The Aldo Leopold Leadership Program, which trains academic environmental scientists to communicate effectively to non-scientists, has relocated to Stanford University. The program had been based at the New England Aquarium in Boston before joining the Stanford Institute for the Environment earlier this year.

Debbie Drake Dunne, former director of government relations for the Nature Conservancy of California, has been appointed the new executive director of the program.

"The Leopold Leadership Program is a unique and exciting program, and we are proud to have it become part of the Stanford Institute for the Environment," said Pamela Matson, the Chester Naramore Dean of the Stanford School of Earth Sciences and co-chair of the program steering committee.

In addition to announcing the move to Stanford, program officials also released the names of 19 environmental scientists who have been awarded Aldo Leopold Fellowships for 2005. Each fellow will receive intensive training on communicating environmental science to policymakers, the media, business leaders and the public.
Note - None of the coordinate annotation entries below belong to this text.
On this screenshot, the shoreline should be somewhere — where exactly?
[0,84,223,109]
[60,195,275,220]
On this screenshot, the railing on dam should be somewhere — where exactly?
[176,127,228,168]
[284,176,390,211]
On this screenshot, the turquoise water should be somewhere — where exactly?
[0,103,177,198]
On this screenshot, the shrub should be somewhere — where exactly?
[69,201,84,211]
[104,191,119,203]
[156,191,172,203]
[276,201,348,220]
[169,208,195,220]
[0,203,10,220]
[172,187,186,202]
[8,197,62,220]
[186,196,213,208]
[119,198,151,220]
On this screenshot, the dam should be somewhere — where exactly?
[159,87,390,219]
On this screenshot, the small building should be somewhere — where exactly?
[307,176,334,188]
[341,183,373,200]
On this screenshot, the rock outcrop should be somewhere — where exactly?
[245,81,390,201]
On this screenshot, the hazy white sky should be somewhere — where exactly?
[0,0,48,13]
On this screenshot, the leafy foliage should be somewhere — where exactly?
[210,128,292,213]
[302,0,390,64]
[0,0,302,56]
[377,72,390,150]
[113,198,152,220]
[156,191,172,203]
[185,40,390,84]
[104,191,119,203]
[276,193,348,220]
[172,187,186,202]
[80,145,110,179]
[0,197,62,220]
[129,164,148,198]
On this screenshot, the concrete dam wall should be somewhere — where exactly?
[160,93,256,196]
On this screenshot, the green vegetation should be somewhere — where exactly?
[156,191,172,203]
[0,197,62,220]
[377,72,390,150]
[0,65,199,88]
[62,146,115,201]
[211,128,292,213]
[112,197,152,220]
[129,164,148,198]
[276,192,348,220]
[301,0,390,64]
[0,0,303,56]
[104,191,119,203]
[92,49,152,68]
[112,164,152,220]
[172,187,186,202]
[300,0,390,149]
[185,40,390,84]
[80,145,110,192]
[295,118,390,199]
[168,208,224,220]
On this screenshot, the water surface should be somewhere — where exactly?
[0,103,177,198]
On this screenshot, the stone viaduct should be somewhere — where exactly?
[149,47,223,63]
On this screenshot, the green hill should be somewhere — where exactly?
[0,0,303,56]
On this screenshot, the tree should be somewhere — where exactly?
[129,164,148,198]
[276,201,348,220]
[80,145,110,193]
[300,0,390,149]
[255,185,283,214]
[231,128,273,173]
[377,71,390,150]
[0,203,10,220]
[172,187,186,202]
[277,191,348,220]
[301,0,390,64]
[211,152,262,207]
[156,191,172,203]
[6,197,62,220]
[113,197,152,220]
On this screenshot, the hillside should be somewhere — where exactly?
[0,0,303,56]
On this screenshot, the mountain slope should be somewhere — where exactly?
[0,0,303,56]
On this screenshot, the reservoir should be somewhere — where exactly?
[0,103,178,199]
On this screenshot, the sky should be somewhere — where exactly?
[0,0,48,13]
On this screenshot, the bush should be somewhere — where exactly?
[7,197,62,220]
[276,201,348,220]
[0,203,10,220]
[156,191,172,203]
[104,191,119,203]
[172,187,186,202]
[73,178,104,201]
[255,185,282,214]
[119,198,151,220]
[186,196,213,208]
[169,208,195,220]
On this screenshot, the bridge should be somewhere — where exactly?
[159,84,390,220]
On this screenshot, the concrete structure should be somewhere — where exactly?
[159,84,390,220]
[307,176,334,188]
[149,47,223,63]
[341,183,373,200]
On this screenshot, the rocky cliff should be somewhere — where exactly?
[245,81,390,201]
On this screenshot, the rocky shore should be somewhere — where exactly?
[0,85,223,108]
This year's fellows represent a broad range of environmental science disciplines, including forest ecology, sustainable agriculture, environmental engineering and oceanography. A complete list of all 99 fellowship recipients, past and present, is available at http://www.leopoldleadership.org.

"The 2005 cohort of Leopold Leadership Fellows comprises a truly outstanding group of scientists working to address today's most important environmental challenges," said program founder and steering committee co-chair Jane Lubchenco, Distinguished Professor of Zoology at Oregon State University.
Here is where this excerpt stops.